My problem is that when they are bot on the speed decreases, but especially on the acer one, whilst the mbp does well. they are both set for automatic dhcp.
I tried to make some speed tests online:


Only PC connected

Ping 34 ms
Download 13.5 Mbps
Upload 0.76 Mbps

Only MBP connected

Ping 31
Download 13.3 Mbps
Upload 0.75 Mbps

Both MBP and PC connected

PC_Ping 30
PC_Download 13.6 Mbps
PC_Upload 0.76 Mbps

MBP_Ping 30
MBP_Download 14.1 Mbps
MBP_Upload 0.75 Mbps

I couldn't figure out the issue of being slow, they seemed to work quite good together (i made one test at a time)

Then I tried to open 8 YouTube videos on the MBP, and I tried another test on each machine:

Both MBP and PC connected, 8 YouTube videos on the MBP

PC_Ping 64
PC_Download 5.3 Mbps
PC_Upload 0.55 Mbps

MBP_Ping 33
MBP_Download 9.04 Mbps
MBP_Upload 0.69 Mbps

It seemed like the PC suffered much more, even if it was not the one playing videos.

Then I tried to contemporarily run two tests. Because of human delay, I couldn't make them start togheter.
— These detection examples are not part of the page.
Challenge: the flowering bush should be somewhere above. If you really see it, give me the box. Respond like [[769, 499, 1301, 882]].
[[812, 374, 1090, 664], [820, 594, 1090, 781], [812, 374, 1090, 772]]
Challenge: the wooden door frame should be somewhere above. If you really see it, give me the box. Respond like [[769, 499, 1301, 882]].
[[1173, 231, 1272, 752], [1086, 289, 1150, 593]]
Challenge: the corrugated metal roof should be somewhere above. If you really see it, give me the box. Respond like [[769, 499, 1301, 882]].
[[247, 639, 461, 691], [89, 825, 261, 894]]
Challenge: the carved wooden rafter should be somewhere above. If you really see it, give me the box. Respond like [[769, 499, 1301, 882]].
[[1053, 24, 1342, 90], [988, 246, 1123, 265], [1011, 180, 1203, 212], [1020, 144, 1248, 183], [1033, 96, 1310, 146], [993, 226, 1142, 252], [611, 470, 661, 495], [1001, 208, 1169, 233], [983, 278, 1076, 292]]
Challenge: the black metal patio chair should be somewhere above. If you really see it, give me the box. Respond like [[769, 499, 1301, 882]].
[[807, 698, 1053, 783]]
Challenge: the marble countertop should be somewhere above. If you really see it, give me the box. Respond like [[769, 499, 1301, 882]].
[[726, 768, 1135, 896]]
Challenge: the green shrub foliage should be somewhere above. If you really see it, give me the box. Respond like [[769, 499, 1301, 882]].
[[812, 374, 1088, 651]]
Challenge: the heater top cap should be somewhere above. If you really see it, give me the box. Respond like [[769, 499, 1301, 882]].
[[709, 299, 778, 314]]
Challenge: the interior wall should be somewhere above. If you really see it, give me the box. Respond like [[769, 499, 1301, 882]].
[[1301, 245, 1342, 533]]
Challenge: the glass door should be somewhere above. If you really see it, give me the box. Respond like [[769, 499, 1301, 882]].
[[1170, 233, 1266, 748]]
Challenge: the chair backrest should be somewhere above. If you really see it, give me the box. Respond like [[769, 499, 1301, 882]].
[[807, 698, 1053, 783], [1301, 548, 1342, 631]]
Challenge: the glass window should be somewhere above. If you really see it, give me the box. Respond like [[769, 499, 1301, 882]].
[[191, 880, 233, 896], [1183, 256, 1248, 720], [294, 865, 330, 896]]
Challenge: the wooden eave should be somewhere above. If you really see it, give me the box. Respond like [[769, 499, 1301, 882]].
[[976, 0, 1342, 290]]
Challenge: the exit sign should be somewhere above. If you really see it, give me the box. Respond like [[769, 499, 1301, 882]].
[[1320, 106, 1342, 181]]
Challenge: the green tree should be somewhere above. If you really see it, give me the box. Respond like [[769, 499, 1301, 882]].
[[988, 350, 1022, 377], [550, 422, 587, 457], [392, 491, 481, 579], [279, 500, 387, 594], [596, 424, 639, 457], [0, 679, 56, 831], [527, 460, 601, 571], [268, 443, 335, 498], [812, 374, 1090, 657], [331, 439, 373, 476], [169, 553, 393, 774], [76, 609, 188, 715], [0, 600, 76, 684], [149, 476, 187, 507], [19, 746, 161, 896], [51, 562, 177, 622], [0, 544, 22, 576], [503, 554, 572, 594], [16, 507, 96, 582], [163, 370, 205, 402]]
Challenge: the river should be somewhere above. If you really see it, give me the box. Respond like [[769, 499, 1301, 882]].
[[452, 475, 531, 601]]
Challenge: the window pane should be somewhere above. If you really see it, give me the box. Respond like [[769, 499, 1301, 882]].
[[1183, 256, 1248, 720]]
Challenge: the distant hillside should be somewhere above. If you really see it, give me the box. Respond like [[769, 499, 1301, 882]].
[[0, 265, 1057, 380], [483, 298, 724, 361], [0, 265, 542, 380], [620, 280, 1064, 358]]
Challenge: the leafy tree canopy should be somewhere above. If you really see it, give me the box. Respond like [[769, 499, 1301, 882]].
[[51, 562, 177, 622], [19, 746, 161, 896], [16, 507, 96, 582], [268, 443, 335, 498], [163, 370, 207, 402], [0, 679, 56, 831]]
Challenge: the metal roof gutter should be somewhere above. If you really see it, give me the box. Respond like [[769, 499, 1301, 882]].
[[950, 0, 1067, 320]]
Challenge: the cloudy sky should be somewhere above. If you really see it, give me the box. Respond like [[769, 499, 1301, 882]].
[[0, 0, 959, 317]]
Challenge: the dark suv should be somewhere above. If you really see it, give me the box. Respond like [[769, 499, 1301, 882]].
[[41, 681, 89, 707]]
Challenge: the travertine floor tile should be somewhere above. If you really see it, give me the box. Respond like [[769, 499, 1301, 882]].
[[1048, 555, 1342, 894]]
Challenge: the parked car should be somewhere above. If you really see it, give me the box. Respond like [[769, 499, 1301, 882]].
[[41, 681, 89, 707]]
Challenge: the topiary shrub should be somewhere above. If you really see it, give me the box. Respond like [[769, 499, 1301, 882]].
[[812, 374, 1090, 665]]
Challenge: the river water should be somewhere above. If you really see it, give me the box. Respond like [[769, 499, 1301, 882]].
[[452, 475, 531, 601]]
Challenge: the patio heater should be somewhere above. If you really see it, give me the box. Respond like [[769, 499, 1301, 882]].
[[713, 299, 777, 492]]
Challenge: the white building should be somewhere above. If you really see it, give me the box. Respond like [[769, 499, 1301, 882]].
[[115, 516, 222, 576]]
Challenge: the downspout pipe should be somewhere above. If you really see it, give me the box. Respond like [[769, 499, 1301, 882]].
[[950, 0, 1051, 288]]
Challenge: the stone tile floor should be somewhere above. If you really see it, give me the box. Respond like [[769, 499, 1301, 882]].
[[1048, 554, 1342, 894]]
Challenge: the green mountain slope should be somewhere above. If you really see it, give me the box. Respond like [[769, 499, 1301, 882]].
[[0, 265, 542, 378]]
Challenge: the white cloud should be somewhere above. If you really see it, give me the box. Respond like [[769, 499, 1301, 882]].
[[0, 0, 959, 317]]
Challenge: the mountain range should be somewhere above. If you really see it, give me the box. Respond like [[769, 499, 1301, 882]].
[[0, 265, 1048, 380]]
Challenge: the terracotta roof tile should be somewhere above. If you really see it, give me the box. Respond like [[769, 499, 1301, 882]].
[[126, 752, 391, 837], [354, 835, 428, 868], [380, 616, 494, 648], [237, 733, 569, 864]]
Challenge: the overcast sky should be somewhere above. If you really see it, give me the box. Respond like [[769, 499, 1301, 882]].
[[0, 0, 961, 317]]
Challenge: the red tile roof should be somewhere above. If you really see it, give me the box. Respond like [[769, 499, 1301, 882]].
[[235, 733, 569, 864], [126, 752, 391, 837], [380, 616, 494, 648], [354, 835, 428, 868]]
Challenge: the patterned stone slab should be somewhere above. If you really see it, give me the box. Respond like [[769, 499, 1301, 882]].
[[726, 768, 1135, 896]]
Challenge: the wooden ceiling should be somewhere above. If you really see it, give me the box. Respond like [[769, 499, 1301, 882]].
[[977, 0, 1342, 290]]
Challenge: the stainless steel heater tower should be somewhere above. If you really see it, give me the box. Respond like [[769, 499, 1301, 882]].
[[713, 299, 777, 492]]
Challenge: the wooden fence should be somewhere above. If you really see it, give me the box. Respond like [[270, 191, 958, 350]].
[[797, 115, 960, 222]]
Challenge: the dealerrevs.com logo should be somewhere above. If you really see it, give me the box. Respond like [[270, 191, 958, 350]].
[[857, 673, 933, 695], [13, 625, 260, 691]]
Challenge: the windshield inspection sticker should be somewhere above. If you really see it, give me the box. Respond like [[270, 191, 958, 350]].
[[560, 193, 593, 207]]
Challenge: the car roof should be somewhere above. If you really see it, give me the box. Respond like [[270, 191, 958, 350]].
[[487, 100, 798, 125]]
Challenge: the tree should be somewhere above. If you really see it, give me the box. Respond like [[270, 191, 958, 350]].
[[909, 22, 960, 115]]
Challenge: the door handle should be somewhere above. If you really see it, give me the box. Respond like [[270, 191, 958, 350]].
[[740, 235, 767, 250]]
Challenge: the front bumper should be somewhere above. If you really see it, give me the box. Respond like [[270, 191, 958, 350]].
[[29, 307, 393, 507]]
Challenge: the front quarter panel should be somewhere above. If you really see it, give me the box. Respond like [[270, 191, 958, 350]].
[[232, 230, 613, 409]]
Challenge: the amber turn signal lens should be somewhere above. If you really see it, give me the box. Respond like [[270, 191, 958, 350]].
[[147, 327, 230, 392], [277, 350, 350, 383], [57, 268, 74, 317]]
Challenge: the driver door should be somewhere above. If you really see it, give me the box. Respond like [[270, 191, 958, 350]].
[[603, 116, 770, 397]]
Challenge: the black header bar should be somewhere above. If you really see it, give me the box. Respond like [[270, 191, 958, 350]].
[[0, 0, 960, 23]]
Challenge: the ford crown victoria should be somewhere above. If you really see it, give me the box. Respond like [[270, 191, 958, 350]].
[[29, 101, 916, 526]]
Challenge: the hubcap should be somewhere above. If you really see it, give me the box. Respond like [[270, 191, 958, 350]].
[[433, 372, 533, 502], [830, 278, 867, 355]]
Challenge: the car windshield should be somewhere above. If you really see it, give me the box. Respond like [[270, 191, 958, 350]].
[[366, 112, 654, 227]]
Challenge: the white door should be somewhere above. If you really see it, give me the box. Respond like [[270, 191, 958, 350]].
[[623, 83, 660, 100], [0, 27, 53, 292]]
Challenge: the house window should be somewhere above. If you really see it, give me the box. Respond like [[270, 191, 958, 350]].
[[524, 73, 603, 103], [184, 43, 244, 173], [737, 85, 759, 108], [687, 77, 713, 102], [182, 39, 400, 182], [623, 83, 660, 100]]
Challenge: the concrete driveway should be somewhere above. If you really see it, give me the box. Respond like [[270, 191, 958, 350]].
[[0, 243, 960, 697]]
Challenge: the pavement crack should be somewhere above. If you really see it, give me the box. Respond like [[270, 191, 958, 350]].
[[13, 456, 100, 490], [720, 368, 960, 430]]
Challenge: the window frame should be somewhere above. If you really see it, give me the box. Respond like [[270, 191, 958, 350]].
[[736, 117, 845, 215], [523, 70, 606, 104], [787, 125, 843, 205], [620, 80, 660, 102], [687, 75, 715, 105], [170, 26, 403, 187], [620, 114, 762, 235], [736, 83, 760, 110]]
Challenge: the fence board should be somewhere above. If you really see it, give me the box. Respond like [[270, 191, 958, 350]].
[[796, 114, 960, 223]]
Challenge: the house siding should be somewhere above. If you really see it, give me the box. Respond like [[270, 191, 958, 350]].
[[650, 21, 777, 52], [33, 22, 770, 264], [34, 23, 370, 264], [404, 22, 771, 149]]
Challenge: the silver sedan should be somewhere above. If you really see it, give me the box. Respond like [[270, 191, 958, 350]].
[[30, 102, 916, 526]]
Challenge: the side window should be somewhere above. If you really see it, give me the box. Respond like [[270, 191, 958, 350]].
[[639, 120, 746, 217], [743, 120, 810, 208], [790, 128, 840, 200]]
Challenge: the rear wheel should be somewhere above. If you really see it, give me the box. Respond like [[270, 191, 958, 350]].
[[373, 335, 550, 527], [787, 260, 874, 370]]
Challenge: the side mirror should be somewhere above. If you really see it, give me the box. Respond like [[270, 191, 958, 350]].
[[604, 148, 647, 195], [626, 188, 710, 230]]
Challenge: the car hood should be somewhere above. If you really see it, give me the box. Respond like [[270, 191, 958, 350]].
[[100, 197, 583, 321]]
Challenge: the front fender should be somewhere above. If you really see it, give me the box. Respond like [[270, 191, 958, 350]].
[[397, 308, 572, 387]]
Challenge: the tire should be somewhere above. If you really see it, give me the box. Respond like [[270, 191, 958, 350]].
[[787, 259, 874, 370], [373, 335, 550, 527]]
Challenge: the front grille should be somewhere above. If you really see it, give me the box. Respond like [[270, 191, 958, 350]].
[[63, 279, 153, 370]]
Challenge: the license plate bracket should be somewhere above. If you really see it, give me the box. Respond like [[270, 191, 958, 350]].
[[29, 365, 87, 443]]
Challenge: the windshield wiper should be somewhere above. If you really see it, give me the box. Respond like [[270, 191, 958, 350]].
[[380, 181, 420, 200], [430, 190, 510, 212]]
When the MBP was in Upload phase, the PC was "Download"ing: its speed started falling down, until he reached 3 Mbps; then the MBP finished the test and the PC rose again to around 12 Mbps (in Download).

I don't know if it's an IP conflict issue, but both machines are set with automatically get IPs, and they both work together; the problem is that when the MBP is working it gets much more bandwidth, which is not normal. The PC slows a lot, and it's very annoying. The same thing happens when someone uses the Desktop PC: if the MBP is on, it surfs the net really slow.

Can anyone help me figure out what my problem is? Do I need to add more information?
 

smirk

macrumors 6502a
Jul 18, 2002
691
54
Orange County, CA
I don't think I understand your problem. What makes you think that a problem exists, other than the normal consumption of bandwidth that each device must share?
 

Quad5Ny

macrumors 6502a
Sep 13, 2009
984
22
New York, USA
Your ISP limits your bandwidth, its completely normal.

For example, if you have 15Mbps and one computer is using 8Mbps that only leaves 7Mbps for other devices.

Your not guaranteed 15Mbps per connection, its 15Mbps total.
 

Weaselboy

Moderator
Staff member
Jan 23, 2005
34,136
15,597
California
I'm not completely clear on your testing methodology. If you are saying just the presence of the second machine on the wifi slows down the first machine (even without the second machine downloading), what you may be seeing is a drop back to wireless G speeds when both machines connect.

What brand and model router do you have?

If it does not support simultaneous dual band , this can cause a slow down with multiple machines if they all do not support wireless N.